Who hadn’t seen pictures of children’s cancer wards? The little ones moving through the halls, IV stands in hand as they walked like pale, bald ghosts among the healthy.
“I don’t want us to get ahead of ourselves, but I also want you two to be able to sleep tonight,” Dr. Richardson said. “I want to emphasize that the
prognosis on these types of cancers is pretty good.
“As long as there’s no spread, and the lymph nodes aren’t implicated, then there are a large number of treatment options. The least radical, though, may be laparoscopic surgery to remove the tumor.”
Dr. Richardson and the others must have clearly read our blank faces staring straight back.
“It’s pretty neat,” the youngest doctor piped in. Her left breast read Joy Hanson, M.D. It did not have the alphabet soup embroidered after her name like the others. “The surgeon makes the tiniest incision, then uses a camera to visualize the tumor, then removes it. At Cleveland Clinic, they even use a robot.”
A squeeze on Dr. Hanson’s forearm from Dr. Richardson shut her up quick.
“What Dr. Hanson is saying is that there are many ways to execute the tumor removal. We’ll tailor our approach to Ivy’s stage and age and overall health.”

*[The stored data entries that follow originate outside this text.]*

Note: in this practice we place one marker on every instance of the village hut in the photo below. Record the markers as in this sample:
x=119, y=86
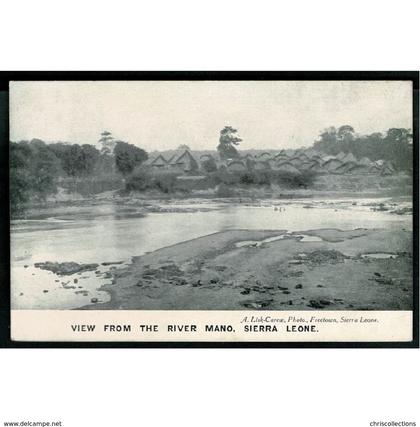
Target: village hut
x=236, y=166
x=289, y=169
x=348, y=158
x=387, y=168
x=289, y=152
x=365, y=161
x=303, y=157
x=185, y=163
x=311, y=152
x=272, y=162
x=280, y=157
x=264, y=156
x=341, y=155
x=359, y=169
x=345, y=168
x=296, y=162
x=374, y=169
x=306, y=165
x=316, y=167
x=328, y=157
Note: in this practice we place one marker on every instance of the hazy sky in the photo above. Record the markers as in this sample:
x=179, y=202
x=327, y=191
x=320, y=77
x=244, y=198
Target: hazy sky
x=163, y=115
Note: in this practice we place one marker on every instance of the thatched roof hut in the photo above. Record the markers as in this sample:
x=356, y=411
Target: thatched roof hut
x=332, y=164
x=236, y=166
x=288, y=168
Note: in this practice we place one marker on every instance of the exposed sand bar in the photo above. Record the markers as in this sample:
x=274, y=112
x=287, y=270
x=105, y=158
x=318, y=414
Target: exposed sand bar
x=288, y=273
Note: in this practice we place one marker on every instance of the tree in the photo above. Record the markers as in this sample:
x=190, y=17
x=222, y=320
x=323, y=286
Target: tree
x=107, y=143
x=128, y=156
x=72, y=162
x=209, y=165
x=227, y=141
x=90, y=156
x=345, y=133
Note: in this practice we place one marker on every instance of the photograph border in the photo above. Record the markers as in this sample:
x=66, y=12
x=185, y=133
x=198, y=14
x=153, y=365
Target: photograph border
x=5, y=297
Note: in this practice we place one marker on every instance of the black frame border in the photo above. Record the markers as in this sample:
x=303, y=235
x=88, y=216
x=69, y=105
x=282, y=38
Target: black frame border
x=5, y=303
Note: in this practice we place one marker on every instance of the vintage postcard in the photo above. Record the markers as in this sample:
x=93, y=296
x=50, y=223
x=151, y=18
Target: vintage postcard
x=212, y=210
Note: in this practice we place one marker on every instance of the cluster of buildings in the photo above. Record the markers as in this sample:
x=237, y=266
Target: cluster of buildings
x=290, y=161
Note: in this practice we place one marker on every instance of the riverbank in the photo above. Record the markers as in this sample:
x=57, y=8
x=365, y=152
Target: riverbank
x=361, y=269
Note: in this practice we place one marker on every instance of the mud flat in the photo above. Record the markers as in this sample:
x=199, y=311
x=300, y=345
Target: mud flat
x=320, y=269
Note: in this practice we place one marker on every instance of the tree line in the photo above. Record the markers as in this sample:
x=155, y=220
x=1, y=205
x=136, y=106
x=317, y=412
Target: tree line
x=36, y=167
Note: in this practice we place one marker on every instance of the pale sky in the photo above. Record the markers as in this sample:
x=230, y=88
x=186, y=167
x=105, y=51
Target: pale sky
x=162, y=115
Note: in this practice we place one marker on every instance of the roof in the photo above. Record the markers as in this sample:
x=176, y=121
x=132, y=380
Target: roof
x=349, y=158
x=159, y=160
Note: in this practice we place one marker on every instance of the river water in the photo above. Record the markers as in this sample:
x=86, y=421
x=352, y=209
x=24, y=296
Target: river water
x=106, y=235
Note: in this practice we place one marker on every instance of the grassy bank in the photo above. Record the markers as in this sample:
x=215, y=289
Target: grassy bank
x=237, y=270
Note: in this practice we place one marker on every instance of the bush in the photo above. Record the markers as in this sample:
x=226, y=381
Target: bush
x=224, y=191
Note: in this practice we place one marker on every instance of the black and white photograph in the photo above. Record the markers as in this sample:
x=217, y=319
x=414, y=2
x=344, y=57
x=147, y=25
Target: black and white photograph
x=210, y=214
x=212, y=195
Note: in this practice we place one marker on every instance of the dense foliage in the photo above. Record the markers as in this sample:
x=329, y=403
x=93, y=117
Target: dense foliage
x=128, y=157
x=228, y=140
x=36, y=168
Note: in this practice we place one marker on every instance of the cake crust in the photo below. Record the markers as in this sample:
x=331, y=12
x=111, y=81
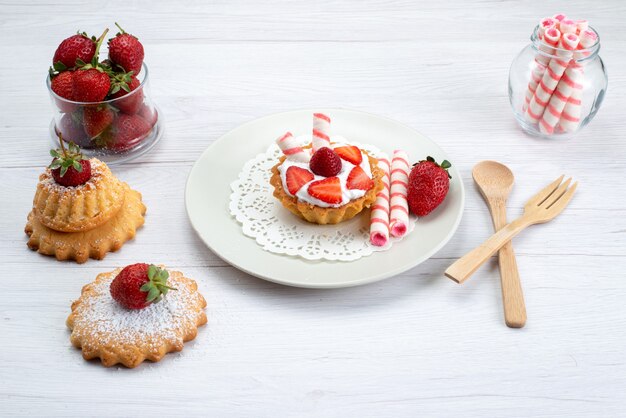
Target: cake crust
x=103, y=329
x=324, y=216
x=94, y=243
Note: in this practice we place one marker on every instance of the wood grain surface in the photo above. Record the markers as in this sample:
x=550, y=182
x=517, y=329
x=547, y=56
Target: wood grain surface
x=414, y=345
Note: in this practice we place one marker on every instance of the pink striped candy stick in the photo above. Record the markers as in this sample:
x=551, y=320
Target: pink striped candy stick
x=399, y=208
x=564, y=90
x=551, y=38
x=379, y=218
x=570, y=117
x=551, y=77
x=567, y=26
x=321, y=131
x=292, y=149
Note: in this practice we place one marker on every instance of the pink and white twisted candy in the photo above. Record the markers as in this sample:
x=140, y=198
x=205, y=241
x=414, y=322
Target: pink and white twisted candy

“Can she live with only part of her kidney?” Tino asked.
“People are able to function normally for the remainder of their lives with only one kidney,” Dr. Richardson answered. She sliced her hand through the air, hard. “That’s enough for now. Go home. Get some sleep. Ivy’s in good hands. She’s already out—sedative.”
Dr. Richardson took her charts and stethoscope and stood from where she’d been squatting in front of us. “Let’s talk tomorrow.”
She stepped from the room, the others bustling behind her without so much as a good-bye.
“What was it that you had to tell me?” Tino asked offhandedly. He did that a lot, half paid attention to the important stuff I said. Usually I’d soft-pedal the bad news, but I didn’t have it in me today. I turned to him and said it plainly so that he would understand.
“I got fired today for calling off. I’m not sure we can even afford the co-pays for today’s hospital visit, much less any kind of cancer treatment.”
“We have the money, Roni. I wish you wouldn’t worry so much about that. I’m able to provide for all of us.”
“It’s not just the money, Tino,” I started. Though that was a huge part of it. Macho posturing and blatant chauvinism couldn’t pay the bills. He seemed to have conveniently forgotten that half the reason I’d gotten the job at the spa was for the affordable insurance. Strohmeyer had a gold-plated plan that cost both arms and both legs. “It’s the health insurance from Spasy. I’m going to lose that too.”